Duplicate events in metrics service result in inconsistent count

rushirajnenuji commented 3 years ago

After the reports on the metrics displayed for the user interface for ESS DIVE MN and for ADC MN, we investigated the numbers at different stages of the metrics pipeline. Here's the link to those attached reports for 2020 and 2021 (YTD) for ADC and ESS DIVE .

Based on the stats in the above report, it seemed that there were way more events in the ES than reported by the MN (almost twice and in some cases 3 times in magnitude) - causing duplicate entries for the same event in the ES index. Because of a log aggregation bug, we had to reprocess certain events and that looks like the reason for these duplicate entries.

To verify that we have duplicates in our ES index, I wrote up a script selecting a random month (from the above spreadsheet where we suspected the events were duplicated - May 2020) for the ESS DIVE node - and queried for the frequency of entryId associated with these events. The results can be found here - these counts are sorted in descending order. So, from 2020-05-01 to 2020-06-01 (for ESS DIVE) we found that each event was indexed in our system at least 3 times. Ideally, we would want the entryId count to be 1 for each event recorded in the ES. Similar patterns can be seen across other member nodes at different times.
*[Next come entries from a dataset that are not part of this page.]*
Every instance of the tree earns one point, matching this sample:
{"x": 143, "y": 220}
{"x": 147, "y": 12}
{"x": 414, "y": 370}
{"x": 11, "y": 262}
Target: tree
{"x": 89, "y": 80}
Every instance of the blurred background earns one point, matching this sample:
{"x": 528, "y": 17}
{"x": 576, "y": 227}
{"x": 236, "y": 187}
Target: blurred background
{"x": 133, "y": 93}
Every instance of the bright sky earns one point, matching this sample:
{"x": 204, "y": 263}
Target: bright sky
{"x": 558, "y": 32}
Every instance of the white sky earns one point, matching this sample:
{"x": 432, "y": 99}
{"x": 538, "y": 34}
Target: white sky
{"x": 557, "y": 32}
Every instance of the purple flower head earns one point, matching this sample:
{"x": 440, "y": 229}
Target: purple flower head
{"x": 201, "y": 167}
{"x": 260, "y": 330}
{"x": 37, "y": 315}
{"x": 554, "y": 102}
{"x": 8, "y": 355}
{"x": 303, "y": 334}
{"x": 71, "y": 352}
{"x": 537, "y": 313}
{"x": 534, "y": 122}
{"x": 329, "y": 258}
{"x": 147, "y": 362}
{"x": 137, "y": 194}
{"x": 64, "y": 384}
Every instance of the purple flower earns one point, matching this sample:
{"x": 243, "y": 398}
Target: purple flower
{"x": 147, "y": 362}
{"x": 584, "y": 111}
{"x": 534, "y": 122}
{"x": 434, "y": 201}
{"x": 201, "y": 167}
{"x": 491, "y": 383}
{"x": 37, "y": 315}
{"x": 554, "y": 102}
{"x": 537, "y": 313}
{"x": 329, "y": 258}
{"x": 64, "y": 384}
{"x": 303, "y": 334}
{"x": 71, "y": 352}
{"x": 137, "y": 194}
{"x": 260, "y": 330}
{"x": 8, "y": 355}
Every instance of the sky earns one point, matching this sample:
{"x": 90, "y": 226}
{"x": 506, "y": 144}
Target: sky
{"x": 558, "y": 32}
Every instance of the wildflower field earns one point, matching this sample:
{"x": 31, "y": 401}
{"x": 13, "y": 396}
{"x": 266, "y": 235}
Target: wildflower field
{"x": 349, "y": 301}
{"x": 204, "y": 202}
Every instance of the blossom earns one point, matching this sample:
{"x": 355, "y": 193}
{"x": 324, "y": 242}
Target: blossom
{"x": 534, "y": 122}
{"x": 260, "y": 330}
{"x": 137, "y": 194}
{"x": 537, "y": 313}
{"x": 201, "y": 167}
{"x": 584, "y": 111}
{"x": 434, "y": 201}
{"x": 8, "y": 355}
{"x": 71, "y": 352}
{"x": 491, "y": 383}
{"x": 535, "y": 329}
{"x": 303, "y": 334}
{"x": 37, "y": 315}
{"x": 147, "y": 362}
Based on the gist above, I queried a random entryId - 669246 and tried to look up the documents in the ES index, we found that this entryId is just unique across a single MN and not unique across all DataONE MNs - meaning other MNs also had the same entryId generated by their log aggregation service for a different DataONE object. So in order to remove the duplicates from getting reported by the metrics service, we would want a combination of nodeId and entryId.

In order to fix this, we added a new field in the ES index - eventId (keyword ES datatype - this allows us to perform advance aggregations) which follows this pattern {nodeId}:{entryId} (e.g. urn:node:ESS_DIVE:669246) and updated the Logstash config which addresses the issue for new incoming events. In order to address this for the already existing events, we ran a script that goes through the entire index and assigns eventId to all the existing events. This is still in progress and so far we have processed (at the time of filing this ticket) 102.1M events out of a total of 187.2 M events and at the current speed it would take ~12 more hours for the script to go through the remaining events.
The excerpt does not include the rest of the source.